Whenever Sunny is mentioned, Hata unconsciously delves back into his memories of the war, bringing up snippets of his time serving as a medic for the reader to piece together what Hata himself may be unwilling to confront: that he feels guilty, both in his national identity as a Japanese man and in his failure to obtain any kind of stable family. Of his parents, whom Hata mentions very little and only in the context of his childhood, suggesting he no longer kept in contact with them into adulthood, he says: “I am only certain in my honouring of them, which I am always failing in. But that is a child’s lifelong burden” (Lee 244). With the associated guilt of his unaddressed past, it is no surprise that Hata’s inclination of family is twisted and barely-alive, which results in his mistreatment of Sunny and her running away from home as a teeenager. Hata lets her, and loses contact with her soon after, unwilling to maintain the pretense of family he had originally set out to achieve. 

But not all is lost, it seems. Chang’s novel tells a story of loss, grief, and guilt, but also hints at a bittersweet resolution for Franklin Hata. After he has admitted the entirety of his feelings for K to himself — and the reader —Hata wills himself to seek out Sunny once more, finding her in the neighbouring town with a son. As he wonders with himself whether he should reconnect with the daughter he had wanted so long ago, Hata realises he is “afraid not of death but of the death of yet another living chance” (Lee 332), and uses this unusually straightforward revelation to meet a now-adult Sunny and Thomas, his grandson. 

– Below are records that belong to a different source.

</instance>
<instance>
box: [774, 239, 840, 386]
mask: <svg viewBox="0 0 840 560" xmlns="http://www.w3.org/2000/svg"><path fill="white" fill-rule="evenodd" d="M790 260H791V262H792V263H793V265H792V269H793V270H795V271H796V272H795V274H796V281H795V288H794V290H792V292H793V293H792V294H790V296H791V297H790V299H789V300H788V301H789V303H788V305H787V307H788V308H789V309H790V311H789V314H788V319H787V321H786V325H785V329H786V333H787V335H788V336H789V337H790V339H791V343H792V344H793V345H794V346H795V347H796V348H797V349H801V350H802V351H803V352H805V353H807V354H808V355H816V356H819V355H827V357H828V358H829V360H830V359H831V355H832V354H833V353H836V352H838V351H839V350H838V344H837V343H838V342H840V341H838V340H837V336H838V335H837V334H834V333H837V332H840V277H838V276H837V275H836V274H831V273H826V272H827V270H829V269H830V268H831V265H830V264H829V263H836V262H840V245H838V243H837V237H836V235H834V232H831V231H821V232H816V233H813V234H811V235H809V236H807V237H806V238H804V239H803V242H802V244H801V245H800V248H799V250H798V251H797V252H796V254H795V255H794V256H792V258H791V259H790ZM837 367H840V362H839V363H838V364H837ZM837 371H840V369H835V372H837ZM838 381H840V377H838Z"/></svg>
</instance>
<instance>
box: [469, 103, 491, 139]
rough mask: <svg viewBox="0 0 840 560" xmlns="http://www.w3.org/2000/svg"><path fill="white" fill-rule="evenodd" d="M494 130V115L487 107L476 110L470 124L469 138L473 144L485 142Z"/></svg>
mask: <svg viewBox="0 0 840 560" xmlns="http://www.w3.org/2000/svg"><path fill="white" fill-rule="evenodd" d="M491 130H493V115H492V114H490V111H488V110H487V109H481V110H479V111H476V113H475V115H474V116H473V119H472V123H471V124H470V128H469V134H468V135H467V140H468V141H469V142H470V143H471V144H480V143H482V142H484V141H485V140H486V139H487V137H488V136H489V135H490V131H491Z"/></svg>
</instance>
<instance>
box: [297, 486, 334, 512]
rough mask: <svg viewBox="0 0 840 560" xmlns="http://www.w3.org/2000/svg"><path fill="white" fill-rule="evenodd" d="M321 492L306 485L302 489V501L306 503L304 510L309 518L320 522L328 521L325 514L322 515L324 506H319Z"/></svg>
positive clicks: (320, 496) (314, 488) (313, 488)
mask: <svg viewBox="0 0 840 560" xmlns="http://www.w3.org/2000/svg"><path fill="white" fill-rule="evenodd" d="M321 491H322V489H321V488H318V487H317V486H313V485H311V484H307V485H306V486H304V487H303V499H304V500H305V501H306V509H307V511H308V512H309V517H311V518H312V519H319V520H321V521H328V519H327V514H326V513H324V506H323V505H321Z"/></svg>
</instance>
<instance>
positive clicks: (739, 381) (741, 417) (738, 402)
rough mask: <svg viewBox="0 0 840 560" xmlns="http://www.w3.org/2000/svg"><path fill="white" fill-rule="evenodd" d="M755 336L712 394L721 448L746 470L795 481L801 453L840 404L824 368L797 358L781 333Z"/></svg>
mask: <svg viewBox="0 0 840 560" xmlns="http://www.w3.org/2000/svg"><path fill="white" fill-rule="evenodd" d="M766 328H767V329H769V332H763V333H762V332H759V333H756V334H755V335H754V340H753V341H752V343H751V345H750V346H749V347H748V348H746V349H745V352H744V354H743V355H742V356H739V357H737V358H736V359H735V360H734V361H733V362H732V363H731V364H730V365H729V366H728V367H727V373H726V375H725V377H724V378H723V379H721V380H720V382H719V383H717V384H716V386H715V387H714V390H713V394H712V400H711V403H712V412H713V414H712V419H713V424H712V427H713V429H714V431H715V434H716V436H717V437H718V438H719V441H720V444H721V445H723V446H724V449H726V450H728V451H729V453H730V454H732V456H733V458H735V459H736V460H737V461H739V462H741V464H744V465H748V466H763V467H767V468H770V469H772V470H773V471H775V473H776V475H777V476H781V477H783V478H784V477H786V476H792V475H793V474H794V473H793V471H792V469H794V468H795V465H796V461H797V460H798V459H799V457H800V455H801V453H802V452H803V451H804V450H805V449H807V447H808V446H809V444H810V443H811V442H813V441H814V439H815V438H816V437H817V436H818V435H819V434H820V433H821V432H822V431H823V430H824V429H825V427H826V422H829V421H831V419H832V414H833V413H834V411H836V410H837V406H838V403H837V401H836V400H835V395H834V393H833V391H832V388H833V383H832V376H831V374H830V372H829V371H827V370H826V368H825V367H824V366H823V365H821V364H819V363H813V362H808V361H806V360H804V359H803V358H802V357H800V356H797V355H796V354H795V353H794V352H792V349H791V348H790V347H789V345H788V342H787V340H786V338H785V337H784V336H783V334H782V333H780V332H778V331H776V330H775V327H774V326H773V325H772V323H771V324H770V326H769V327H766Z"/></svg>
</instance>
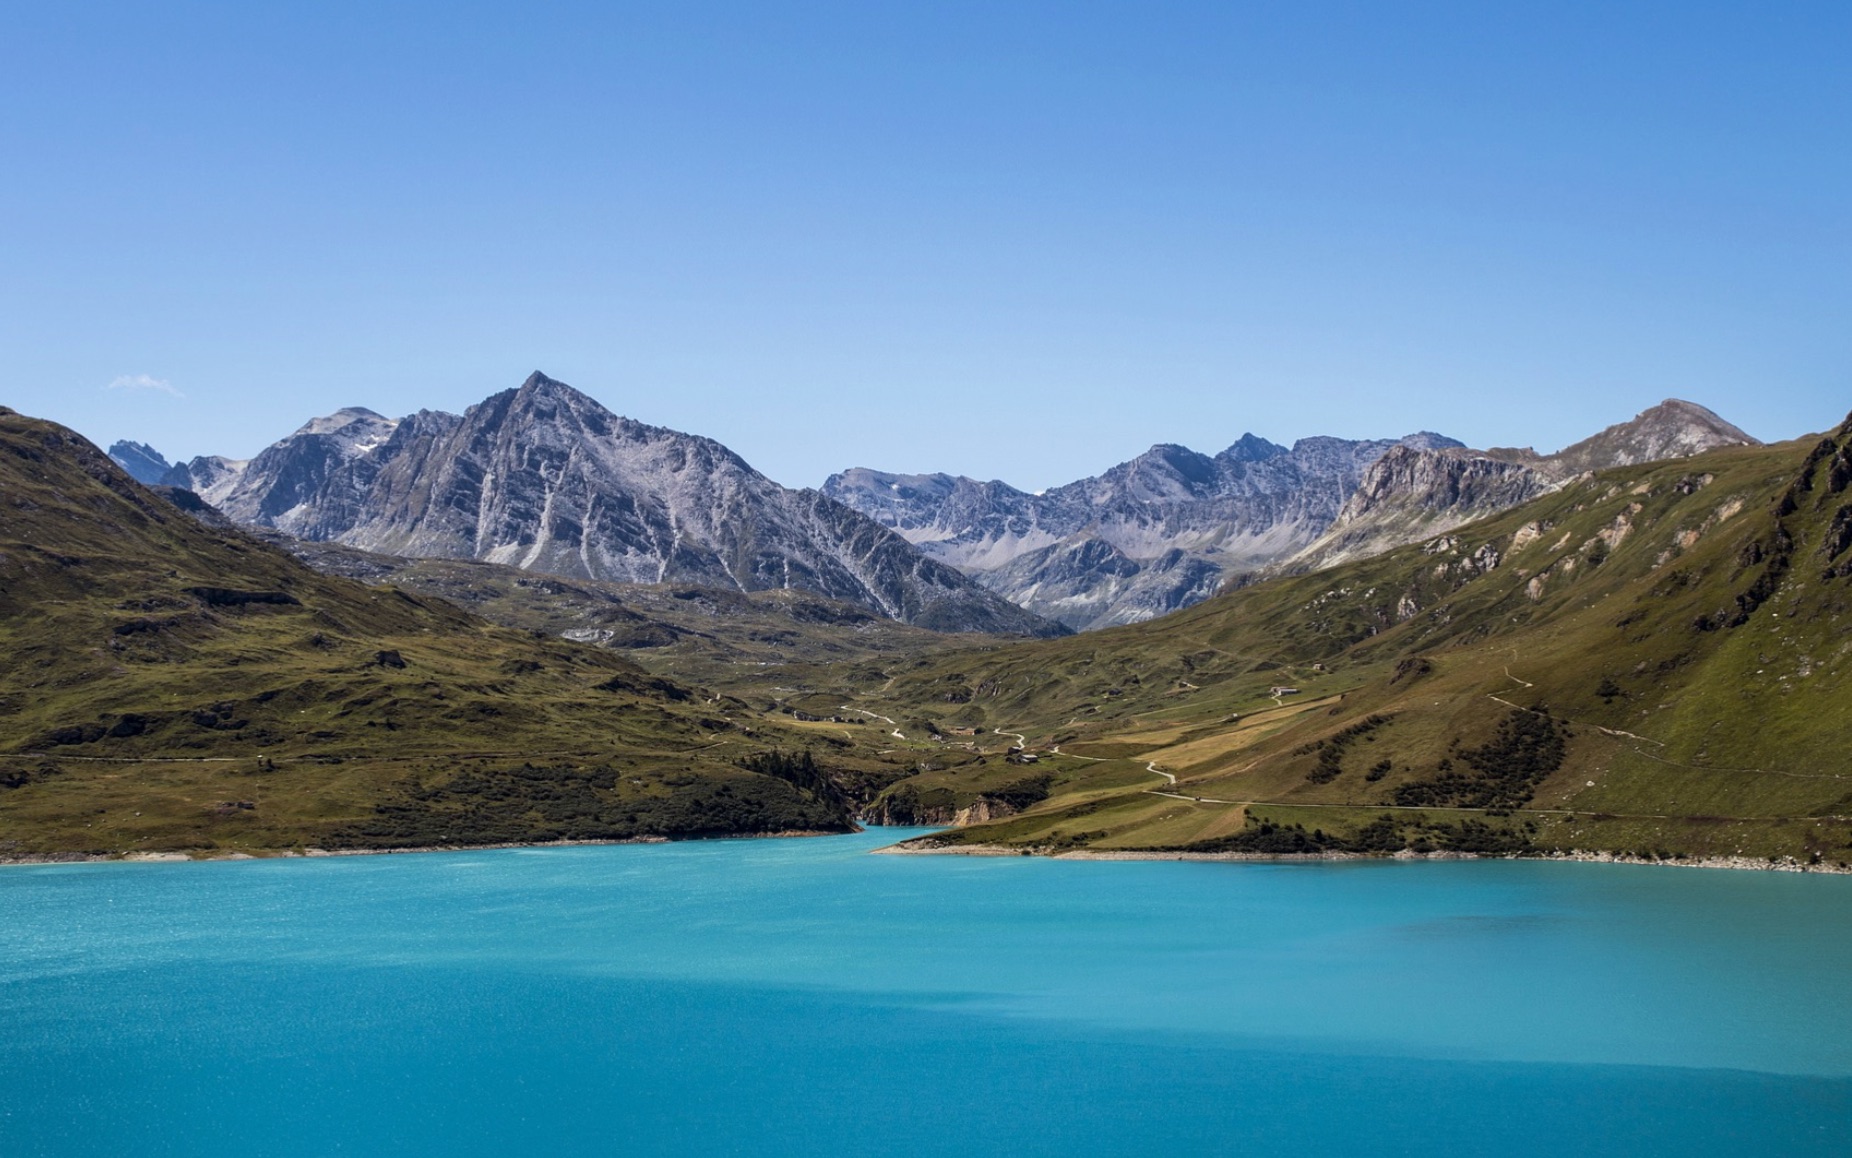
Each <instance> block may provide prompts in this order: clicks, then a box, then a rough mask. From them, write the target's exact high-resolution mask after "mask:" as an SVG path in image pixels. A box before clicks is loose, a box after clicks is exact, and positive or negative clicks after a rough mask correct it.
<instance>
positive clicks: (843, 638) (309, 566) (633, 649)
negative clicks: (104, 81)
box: [180, 491, 983, 717]
mask: <svg viewBox="0 0 1852 1158" xmlns="http://www.w3.org/2000/svg"><path fill="white" fill-rule="evenodd" d="M180 495H185V493H183V491H181V493H180ZM256 534H257V535H261V537H263V539H265V541H269V543H274V545H276V547H282V548H285V550H289V552H291V554H294V556H296V558H300V560H302V561H304V563H307V565H309V567H313V569H315V571H320V573H324V574H339V576H346V578H356V580H361V582H365V584H376V585H380V584H389V585H393V587H400V589H404V591H411V593H417V595H433V597H439V598H444V600H448V602H452V604H456V606H459V608H463V610H467V611H474V613H476V615H482V617H483V619H487V621H491V623H498V624H502V626H511V628H522V630H533V632H541V634H544V636H557V637H563V639H570V641H576V643H585V645H591V647H600V648H609V650H617V652H622V654H624V656H626V658H628V660H632V661H635V663H639V665H643V667H646V669H650V671H652V673H657V674H663V676H670V678H674V680H683V682H693V684H704V686H724V687H726V689H728V691H730V693H733V695H741V697H746V699H752V700H754V702H756V704H759V706H763V708H767V710H772V711H778V710H780V700H783V699H787V697H785V695H782V693H780V691H778V689H780V687H789V686H795V684H815V682H819V678H820V674H822V673H826V671H828V669H830V667H833V665H856V663H863V665H874V667H876V669H878V667H880V663H885V661H887V660H889V658H893V656H907V658H913V656H922V654H932V652H941V650H952V648H957V647H970V643H972V636H969V634H965V636H946V634H939V632H928V630H924V628H915V626H907V624H904V623H896V621H893V619H885V617H882V615H876V613H874V611H869V610H867V608H863V606H859V604H850V602H841V600H833V598H824V597H822V595H815V593H809V591H798V589H783V591H752V593H743V591H722V589H717V587H700V585H694V584H611V582H602V580H587V578H561V576H556V574H537V573H532V571H520V569H519V567H506V565H500V563H482V561H474V560H409V558H400V556H385V554H374V552H367V550H357V548H354V547H343V545H339V543H306V541H302V539H291V537H287V535H282V534H278V532H265V530H257V532H256ZM976 639H983V637H982V636H978V637H976ZM883 678H885V676H883ZM824 700H826V702H820V704H813V708H815V711H807V713H809V715H820V717H828V715H832V713H837V710H839V706H841V699H835V700H830V699H828V697H824ZM785 710H789V708H785ZM800 710H802V708H800Z"/></svg>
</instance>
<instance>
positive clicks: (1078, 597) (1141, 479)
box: [824, 434, 1459, 628]
mask: <svg viewBox="0 0 1852 1158" xmlns="http://www.w3.org/2000/svg"><path fill="white" fill-rule="evenodd" d="M1395 447H1409V448H1443V447H1459V443H1458V441H1454V439H1448V437H1443V435H1437V434H1415V435H1409V437H1406V439H1395V441H1350V439H1332V437H1311V439H1300V441H1298V443H1295V445H1293V447H1291V448H1287V447H1280V445H1276V443H1269V441H1267V439H1261V437H1256V435H1252V434H1248V435H1243V437H1241V439H1239V441H1237V443H1235V445H1233V447H1230V448H1226V450H1222V452H1220V454H1215V456H1208V454H1198V452H1195V450H1191V448H1187V447H1174V445H1159V447H1152V448H1150V450H1146V452H1145V454H1141V456H1139V458H1135V459H1132V461H1128V463H1120V465H1117V467H1113V469H1111V471H1106V472H1104V474H1100V476H1098V478H1083V480H1080V482H1072V484H1067V485H1063V487H1056V489H1050V491H1045V493H1043V495H1026V493H1022V491H1017V489H1015V487H1009V485H1006V484H1000V482H976V480H970V478H956V476H948V474H885V472H880V471H869V469H861V467H857V469H854V471H845V472H841V474H833V476H832V478H830V480H828V482H826V484H824V493H826V495H830V497H833V498H839V500H843V502H846V504H850V506H854V508H856V510H859V511H861V513H865V515H869V517H870V519H876V521H878V522H882V524H883V526H889V528H893V530H895V532H898V534H902V535H906V537H907V539H909V541H911V543H915V545H917V547H919V548H920V550H924V552H928V554H932V556H933V558H937V560H943V561H946V563H952V565H956V567H961V569H965V571H967V573H970V574H972V576H976V578H980V580H982V582H983V584H987V585H989V587H993V589H995V591H998V593H1002V595H1006V597H1009V598H1011V600H1013V602H1019V604H1022V606H1024V608H1030V610H1032V611H1035V613H1039V615H1046V617H1050V619H1057V621H1061V623H1065V624H1067V626H1072V628H1096V626H1111V624H1119V623H1135V621H1141V619H1150V617H1154V615H1163V613H1165V611H1174V610H1176V608H1183V606H1189V604H1193V602H1198V600H1202V598H1206V597H1208V595H1211V593H1213V591H1215V589H1217V587H1219V585H1220V582H1222V578H1224V576H1226V574H1230V573H1235V571H1250V569H1258V567H1263V565H1267V563H1272V561H1278V560H1283V558H1287V556H1291V554H1295V552H1296V550H1300V548H1304V547H1306V545H1309V543H1311V541H1315V539H1317V537H1319V535H1322V534H1324V532H1326V528H1330V526H1332V521H1333V519H1335V517H1337V511H1339V508H1341V506H1343V502H1345V498H1348V495H1350V493H1352V491H1354V489H1356V487H1358V482H1359V480H1361V476H1363V471H1365V469H1367V467H1369V463H1372V461H1374V459H1376V458H1378V456H1382V454H1383V452H1385V450H1389V448H1395Z"/></svg>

Sunny is a single mother, and once more Hata laments on the loss of the ideal family unit as a result. He notes that Sunny has “been thus tempered by her life” and is now forced to address “this innocently crouched old man who once tried to conduct himself like her father” (Lee 213). Though Hata’s narrative is self-depreciating, it is also truthful and honest, a far cry from the polite half-truths he had previously addressed the reader with. Chang masterfully spins the latter half of the book into a slow story of resolution, telling the tale of a recovery that is imperfect, but speaks to the importance of progress beyond anything else. Sunny does not fully trust Hata with the finer details of her life, not does Hata ever completely forget K and the “darkest fires” (Lee 262) that her memory stirs within his heart, but Doc Hata seems to come to a revelation part way through the novel on the ways that he is unable to change the past, and how he must confront the present in order to give way to the future. 

Perhaps it would be wrong to say Chang-rae Lee’s A Gesture Life is a masterpiece; the slow-paced narrative and sudden burst of exposition in the form of Hata’s flashbacks towards uncomfortable war-time truths make it a hard book to sit down and acknowledge in its entirety. Franklin Hata, in as far as being a reliable narrator goes, is as far away from someone readers can trust as he could possibly get. Despite all this, Lee writes of family and love with a familiar, bittersweet sense, a realistic reflection of the many complications that a life well-lived through generations of tradition and decades of strife can bring upon an individual identity. Franklin Hata may be a frustrating, infuriating protagonist, but he is realistic in a way that allows for pity, understanding, and anger, existing simultaneously as a warning and an exploration to the extremes that love can drive a simple person towards. 

Works Cited

Lee, Chang-rae. A Gesture Life. Riverhead Books, 1999. 

Lee, Chang-rae. A Gesture Life. Riverhead Books, 1999.